The first bit of analysis was to get all the tweets and extract the most used Hashtags. I created a histogram of the number of occurrences of a hashtag in the figure below.
What is interesting about the most frequent hashtag is that it also gives us a glimpse of what was happening on April 11th. The top hashtag #ayisafani also coincided with the rigorous campaign by the Democratic Alliance to spread their new "Banned" TV ad [Youtube Ad]. Obviously the president will also feature heavily as the second most used hashtag #zuma. It would be interesting to do some sentiment analysis on these tweets but getting a good sentiment model would be hard given the mixture of languages used in South Africa. Anyway, if anyone is interested in implementing this, the data is available and can be accessed from the link provided later.
Klout and Retweets
Now I know this might be a bit circular, but I wanted to measure the correlation between the user Klout scores and the number of retweets they received in a given day. For this I used the Klout API via their Python package to retrieve the Klout scores of each retweeted user. I present the scatter plot of the # of Retweets vs. the User Klout score below.
I annotated the plot with the labels of the top 5 retweeted accounts. The correlation for the top 30 most retweeted users was 0.51. So the correlation is positive but not strong. This was still interesting as we can see that @EconFreedomZA are punching above their weight on this day with more retweets than the @DA_News account, which has the highest Klout. score. Hmm. Well something interesting happens when we look at the number mentions vs. Klout score instead. Below I plot only the top 20 mentioned users and their Klout scores. I did not annotate it but to help in reading it I will say that the users with the second highest Klout score is @hellenzille (leader of @DA_News). The correlation here is 0.71. Way more strong.

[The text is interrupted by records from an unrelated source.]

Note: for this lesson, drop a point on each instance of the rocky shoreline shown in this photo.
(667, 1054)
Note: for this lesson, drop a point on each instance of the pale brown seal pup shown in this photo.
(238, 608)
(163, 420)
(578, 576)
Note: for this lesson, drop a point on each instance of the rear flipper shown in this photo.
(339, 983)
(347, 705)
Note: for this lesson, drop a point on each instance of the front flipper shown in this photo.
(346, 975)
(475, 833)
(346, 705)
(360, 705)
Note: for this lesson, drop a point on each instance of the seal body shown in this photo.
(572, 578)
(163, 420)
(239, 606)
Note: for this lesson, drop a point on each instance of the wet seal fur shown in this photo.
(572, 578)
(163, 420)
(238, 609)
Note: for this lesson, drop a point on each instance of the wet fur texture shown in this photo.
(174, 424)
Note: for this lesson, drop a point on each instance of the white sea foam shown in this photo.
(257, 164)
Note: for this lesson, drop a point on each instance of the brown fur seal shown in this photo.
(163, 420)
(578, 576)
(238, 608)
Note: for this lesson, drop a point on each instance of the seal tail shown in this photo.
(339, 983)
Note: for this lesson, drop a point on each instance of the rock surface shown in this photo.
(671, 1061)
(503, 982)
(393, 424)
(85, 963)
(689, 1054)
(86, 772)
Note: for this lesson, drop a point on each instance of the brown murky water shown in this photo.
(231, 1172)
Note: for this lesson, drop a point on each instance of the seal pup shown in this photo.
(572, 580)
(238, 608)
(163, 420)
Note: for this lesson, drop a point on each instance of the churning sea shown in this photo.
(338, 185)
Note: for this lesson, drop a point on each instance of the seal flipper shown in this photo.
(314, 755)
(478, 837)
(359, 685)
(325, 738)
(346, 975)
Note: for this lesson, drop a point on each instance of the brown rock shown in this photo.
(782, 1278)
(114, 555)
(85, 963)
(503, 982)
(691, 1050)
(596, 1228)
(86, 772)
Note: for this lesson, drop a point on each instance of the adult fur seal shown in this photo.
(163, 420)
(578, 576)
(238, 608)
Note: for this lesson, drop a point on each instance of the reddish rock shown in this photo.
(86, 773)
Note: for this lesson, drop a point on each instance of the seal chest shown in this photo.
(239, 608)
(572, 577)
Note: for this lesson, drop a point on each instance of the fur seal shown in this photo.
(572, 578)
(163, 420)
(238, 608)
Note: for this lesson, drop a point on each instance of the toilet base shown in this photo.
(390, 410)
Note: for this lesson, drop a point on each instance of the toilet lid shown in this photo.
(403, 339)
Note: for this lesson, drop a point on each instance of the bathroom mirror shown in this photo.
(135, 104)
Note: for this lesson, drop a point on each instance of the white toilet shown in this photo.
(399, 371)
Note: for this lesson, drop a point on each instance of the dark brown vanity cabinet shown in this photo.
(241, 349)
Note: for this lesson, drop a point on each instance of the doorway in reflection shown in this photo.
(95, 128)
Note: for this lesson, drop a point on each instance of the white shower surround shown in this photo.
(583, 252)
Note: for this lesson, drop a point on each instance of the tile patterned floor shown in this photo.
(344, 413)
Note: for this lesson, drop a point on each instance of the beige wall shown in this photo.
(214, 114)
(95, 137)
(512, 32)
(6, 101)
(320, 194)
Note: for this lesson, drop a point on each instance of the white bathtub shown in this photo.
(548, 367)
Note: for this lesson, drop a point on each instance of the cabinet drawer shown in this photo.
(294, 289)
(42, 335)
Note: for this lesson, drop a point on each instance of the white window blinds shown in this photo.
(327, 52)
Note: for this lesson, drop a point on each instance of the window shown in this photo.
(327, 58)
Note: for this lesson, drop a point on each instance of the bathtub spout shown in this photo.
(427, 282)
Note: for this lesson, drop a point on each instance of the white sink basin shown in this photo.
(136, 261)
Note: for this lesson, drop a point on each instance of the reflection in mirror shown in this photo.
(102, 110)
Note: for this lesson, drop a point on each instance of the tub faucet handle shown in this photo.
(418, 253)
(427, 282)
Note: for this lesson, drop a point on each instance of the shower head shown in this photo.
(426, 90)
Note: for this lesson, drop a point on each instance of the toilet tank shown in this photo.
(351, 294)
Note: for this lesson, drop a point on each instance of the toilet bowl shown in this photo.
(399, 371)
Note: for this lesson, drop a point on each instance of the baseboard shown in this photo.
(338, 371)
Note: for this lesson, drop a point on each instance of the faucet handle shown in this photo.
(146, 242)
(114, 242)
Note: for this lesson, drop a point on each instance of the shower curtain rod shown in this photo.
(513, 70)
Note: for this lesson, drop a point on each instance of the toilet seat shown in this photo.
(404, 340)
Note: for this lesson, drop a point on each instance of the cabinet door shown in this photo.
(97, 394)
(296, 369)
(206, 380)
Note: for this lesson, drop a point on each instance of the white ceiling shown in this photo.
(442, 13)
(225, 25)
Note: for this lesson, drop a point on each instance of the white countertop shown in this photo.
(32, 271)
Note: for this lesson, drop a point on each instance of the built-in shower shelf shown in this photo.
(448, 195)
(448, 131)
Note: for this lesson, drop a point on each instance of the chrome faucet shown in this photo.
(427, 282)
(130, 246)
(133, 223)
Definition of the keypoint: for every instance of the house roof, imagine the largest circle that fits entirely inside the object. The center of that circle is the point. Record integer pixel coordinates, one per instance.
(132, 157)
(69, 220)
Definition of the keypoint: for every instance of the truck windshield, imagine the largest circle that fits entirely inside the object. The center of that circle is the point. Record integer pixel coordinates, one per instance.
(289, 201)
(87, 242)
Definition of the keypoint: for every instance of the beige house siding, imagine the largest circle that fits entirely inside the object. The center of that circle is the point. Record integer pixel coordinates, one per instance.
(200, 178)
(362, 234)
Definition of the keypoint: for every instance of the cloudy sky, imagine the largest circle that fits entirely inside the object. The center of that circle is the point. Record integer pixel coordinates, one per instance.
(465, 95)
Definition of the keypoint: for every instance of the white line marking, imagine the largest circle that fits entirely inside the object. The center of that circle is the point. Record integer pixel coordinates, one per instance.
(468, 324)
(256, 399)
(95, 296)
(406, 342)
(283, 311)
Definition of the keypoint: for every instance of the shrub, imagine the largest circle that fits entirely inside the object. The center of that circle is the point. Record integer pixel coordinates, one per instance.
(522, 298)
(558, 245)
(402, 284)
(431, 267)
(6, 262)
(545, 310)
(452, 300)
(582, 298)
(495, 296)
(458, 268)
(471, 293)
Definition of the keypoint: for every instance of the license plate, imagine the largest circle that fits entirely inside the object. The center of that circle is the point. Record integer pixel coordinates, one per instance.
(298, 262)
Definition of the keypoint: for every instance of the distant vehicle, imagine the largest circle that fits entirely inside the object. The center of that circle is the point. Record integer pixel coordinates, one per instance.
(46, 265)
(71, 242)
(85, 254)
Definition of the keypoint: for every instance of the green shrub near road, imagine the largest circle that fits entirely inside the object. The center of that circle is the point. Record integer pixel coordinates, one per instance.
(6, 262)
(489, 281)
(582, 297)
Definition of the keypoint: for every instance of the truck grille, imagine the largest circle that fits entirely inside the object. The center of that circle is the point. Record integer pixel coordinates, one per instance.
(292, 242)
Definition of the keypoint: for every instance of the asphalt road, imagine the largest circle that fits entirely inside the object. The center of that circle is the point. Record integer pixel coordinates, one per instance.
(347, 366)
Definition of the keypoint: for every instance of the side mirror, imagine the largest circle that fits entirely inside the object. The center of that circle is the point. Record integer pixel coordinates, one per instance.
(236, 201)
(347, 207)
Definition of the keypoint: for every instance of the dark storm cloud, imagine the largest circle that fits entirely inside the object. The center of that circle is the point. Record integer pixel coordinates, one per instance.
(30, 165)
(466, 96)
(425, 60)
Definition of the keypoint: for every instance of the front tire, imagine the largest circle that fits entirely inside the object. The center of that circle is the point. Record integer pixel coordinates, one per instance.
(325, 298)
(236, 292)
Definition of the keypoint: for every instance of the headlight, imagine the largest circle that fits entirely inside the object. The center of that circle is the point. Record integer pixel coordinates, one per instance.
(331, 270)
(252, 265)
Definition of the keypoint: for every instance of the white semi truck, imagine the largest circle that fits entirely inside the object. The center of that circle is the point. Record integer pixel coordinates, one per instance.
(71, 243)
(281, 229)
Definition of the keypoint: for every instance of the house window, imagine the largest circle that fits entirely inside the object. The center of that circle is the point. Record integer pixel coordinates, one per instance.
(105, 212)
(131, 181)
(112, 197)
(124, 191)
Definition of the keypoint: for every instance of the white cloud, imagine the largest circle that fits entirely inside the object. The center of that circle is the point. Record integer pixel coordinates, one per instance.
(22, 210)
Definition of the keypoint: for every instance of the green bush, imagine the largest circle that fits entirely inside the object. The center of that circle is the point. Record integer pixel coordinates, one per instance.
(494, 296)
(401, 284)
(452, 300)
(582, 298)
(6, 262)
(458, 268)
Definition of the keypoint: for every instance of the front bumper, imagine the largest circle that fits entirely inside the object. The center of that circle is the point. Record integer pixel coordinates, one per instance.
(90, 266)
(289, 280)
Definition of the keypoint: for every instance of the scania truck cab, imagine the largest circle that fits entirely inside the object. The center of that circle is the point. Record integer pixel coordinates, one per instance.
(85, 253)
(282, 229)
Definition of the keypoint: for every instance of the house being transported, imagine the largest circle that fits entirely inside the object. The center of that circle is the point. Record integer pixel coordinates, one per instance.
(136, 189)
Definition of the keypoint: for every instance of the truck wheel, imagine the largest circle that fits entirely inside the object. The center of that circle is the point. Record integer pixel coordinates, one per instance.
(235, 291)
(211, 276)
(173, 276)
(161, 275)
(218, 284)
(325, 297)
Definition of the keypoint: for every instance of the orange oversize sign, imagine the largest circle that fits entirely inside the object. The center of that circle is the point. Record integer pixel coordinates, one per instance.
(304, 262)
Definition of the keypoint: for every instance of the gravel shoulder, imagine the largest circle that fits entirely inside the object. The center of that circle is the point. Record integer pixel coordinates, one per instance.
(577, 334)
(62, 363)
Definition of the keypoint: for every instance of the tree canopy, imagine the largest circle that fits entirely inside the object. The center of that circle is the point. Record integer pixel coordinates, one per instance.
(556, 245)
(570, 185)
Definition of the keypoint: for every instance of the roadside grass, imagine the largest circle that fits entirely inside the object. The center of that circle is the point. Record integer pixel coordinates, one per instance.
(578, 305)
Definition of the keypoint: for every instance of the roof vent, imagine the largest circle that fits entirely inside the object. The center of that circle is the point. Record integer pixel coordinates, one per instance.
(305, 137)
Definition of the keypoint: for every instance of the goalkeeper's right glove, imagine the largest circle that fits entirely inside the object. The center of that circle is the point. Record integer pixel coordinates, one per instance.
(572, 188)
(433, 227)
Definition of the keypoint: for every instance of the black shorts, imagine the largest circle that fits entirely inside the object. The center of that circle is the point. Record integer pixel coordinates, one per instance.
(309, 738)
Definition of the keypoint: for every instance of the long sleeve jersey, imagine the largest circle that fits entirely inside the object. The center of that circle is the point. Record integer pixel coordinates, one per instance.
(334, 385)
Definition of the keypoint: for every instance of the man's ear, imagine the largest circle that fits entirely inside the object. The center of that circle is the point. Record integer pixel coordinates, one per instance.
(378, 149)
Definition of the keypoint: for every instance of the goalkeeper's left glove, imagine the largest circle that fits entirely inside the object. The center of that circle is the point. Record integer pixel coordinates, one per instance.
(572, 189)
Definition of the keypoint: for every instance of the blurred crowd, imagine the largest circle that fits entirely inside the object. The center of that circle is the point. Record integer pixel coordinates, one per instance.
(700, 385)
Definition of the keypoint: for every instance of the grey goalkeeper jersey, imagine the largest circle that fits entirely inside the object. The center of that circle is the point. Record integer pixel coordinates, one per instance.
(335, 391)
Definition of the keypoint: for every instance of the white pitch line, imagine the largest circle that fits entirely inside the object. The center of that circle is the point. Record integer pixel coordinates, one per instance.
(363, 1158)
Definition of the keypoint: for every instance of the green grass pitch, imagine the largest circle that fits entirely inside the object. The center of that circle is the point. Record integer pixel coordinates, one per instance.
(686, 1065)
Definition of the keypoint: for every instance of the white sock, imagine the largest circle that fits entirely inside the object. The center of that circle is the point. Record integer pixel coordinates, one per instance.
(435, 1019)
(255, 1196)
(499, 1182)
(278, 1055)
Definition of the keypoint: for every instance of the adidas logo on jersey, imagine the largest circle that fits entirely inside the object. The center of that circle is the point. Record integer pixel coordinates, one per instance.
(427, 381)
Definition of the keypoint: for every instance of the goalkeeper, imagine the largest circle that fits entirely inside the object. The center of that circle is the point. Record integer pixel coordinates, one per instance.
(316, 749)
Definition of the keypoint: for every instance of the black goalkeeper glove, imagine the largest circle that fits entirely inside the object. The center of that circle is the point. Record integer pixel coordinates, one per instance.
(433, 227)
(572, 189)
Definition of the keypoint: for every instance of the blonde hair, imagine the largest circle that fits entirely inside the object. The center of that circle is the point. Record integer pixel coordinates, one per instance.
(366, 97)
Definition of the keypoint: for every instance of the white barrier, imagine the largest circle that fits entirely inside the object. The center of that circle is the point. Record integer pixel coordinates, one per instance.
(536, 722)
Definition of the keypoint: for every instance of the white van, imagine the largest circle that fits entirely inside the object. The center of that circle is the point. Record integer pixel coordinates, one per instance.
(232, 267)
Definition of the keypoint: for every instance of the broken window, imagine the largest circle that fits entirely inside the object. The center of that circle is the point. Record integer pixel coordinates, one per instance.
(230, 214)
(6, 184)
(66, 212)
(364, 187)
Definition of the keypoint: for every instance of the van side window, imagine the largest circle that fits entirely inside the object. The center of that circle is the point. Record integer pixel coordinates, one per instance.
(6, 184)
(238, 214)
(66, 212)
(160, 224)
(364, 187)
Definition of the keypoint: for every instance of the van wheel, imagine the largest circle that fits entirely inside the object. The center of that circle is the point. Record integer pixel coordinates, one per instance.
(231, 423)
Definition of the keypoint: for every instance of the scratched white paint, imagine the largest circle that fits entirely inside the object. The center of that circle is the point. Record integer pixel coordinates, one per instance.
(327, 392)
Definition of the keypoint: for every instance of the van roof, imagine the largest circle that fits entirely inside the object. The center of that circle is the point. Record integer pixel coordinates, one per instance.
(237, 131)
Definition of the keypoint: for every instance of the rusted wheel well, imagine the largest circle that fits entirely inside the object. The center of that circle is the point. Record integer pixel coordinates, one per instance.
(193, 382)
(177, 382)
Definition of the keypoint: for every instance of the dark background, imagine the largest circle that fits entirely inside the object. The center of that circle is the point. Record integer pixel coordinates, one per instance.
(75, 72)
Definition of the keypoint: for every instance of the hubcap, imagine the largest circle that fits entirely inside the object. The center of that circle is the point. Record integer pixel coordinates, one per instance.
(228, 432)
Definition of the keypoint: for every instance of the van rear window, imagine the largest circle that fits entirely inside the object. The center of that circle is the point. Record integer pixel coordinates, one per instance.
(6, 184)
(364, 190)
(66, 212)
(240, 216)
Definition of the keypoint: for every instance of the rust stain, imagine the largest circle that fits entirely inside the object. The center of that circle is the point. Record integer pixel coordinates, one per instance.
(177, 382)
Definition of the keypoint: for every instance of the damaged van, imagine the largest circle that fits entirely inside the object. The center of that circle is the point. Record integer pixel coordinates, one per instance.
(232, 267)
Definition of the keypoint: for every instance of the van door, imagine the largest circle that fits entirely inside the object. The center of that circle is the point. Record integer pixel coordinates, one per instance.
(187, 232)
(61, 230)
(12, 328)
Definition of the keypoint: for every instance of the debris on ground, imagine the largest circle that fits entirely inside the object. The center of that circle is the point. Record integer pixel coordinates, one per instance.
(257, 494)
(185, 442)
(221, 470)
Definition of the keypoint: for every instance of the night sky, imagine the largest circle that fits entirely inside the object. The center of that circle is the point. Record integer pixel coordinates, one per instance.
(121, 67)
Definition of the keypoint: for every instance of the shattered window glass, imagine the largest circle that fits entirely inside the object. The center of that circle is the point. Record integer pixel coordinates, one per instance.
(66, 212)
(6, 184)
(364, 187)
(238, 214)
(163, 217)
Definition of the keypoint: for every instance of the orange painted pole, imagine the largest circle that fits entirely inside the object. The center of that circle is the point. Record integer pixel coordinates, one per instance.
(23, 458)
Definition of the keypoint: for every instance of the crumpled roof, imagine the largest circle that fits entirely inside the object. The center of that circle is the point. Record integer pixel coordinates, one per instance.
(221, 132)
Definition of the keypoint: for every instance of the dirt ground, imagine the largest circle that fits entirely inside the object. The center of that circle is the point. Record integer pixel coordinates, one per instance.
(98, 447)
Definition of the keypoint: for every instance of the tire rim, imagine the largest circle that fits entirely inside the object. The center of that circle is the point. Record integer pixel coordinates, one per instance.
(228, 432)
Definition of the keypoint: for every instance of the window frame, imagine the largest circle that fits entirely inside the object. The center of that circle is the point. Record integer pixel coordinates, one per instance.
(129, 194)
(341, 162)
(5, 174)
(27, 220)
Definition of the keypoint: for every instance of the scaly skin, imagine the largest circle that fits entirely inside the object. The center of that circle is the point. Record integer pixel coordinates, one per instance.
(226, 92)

Now it might be interesting if we can reverse engineer the complex Klout calculation via linear regression.
The Mention Network
The first image in this post is a snapshot of the social network constructed by tracking the mentions of specific accounts in the Twitter dataset. The relative size of each node(account) is the number of mentions each of those accounts has gotten in the network. As you would expect with this metric, @DA-News has the largest size. You can view the full network with accounts that have at least 6 mentions in the network here: 11th April SA Election Mention Network
As always, I made available the Twitter JSON dumps at my GitHub. Grab the continuously updated data here -> github:za-2014-election-tweets
Yes, I will upload them when they get interesting.